Chaucer's love birds
The first recorded association of Valentine's Day with romantic love is in Parlement
of Foules (1382) by Geoffrey Chaucer:
" For this was on seynt Volantynys day
Whan euery bryd comyth there to chese [choose] his make [mate]."
This poem was written to honor the first anniversary of the engagement of King
Richard II of England to Anne of Bohemia.
The earliest surviving valentine is a fifteenth-century rondeau written by Charles,
Duke of Orleans to his "valentined" wife, which commences.
Je suis desja d'amour tanné
Ma tres doulce Valentinée… (Charles d'Orléans, Rondeau
VI, lines 1–2)
At the time, the duke was being held in the Tower of London following his capture
at the Battle of Agincourt, 1415.
Modern tradition
In American culture, Saint Valentine's Day was remade
in the 1840s; as a writer in G.F. Traham's American Monthly observed
in 1849,
"Saint
Valentine's Day... is becoming,nay it has become, a national holyday."

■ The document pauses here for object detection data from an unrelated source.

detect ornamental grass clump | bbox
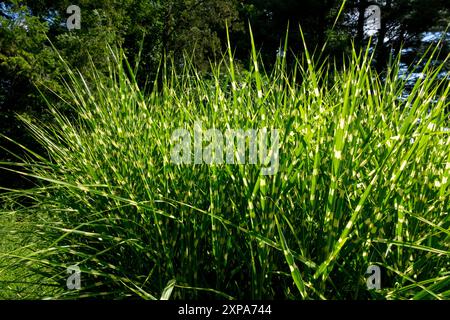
[0,31,450,299]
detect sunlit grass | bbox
[0,31,450,299]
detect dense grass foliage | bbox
[0,33,450,299]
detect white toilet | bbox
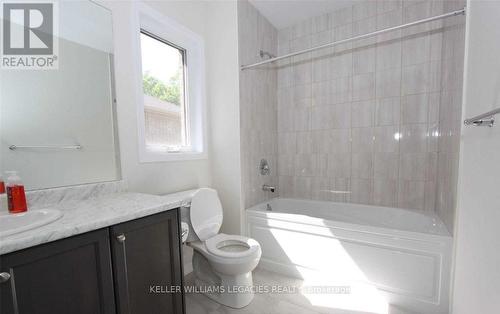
[186,188,262,308]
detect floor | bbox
[186,268,417,314]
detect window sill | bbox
[139,151,208,163]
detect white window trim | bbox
[134,2,208,163]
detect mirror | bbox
[0,1,121,190]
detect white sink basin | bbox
[0,209,63,238]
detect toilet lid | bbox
[189,188,222,241]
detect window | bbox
[137,4,206,162]
[141,31,190,152]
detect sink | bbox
[0,209,63,238]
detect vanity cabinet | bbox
[0,210,184,314]
[110,211,184,314]
[0,229,115,314]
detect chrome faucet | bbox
[262,184,276,193]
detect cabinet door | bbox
[0,229,115,314]
[110,210,184,314]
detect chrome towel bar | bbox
[9,144,83,150]
[464,108,500,127]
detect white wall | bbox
[199,1,243,234]
[452,0,500,314]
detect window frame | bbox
[135,3,207,163]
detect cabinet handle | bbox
[116,233,127,243]
[0,273,10,283]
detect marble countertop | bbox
[0,190,196,255]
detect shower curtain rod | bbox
[241,7,466,71]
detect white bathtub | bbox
[246,198,452,313]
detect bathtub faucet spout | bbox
[262,184,276,193]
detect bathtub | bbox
[245,198,452,313]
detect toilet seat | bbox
[205,233,260,258]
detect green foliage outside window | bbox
[142,71,181,106]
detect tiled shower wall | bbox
[436,0,466,232]
[238,0,278,208]
[274,1,464,228]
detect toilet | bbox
[186,188,262,308]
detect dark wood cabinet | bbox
[110,211,184,314]
[0,229,115,314]
[0,210,184,314]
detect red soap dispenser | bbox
[6,171,28,214]
[0,174,5,195]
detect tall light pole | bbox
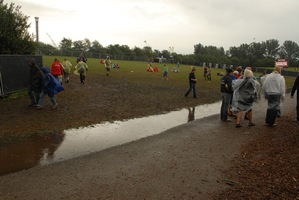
[34,17,39,43]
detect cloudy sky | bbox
[4,0,299,54]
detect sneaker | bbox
[51,104,58,110]
[36,105,43,110]
[221,119,232,122]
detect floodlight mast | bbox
[47,33,58,49]
[34,17,39,43]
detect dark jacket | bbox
[220,74,233,94]
[291,75,299,98]
[189,72,196,84]
[41,67,64,98]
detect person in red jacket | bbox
[51,58,63,84]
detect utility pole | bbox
[34,17,40,54]
[34,17,39,43]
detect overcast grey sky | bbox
[4,0,299,54]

The reinvention of Saint Valentine's Day in the 1840s has been traced
by Leigh Eric Schmidt. In the United States, the first mass-produced
valentines of embossed paper lace were produced and sold shortly after
1847 by Esther Howland (1828-1904) of Worcester, Massachusetts. Her father
operated a large book and stationery store, and she took her inspiration
from an English valentine she had received.
In the second half of the twentieth century, the practice of exchanging
cards was extended to all manner of gifts, usually
from a man to a woman. Such gifts typically include roses and chocolates.
In the 1980s, the diamond industry began to promote Valentine's Day as
an occasion for giving jewelry.
The day has come to be associated with a generic platonic greeting of "Happy
Valentine's Day." As a joke, Valentine's Day is also
referred to as "Singles Awareness Day."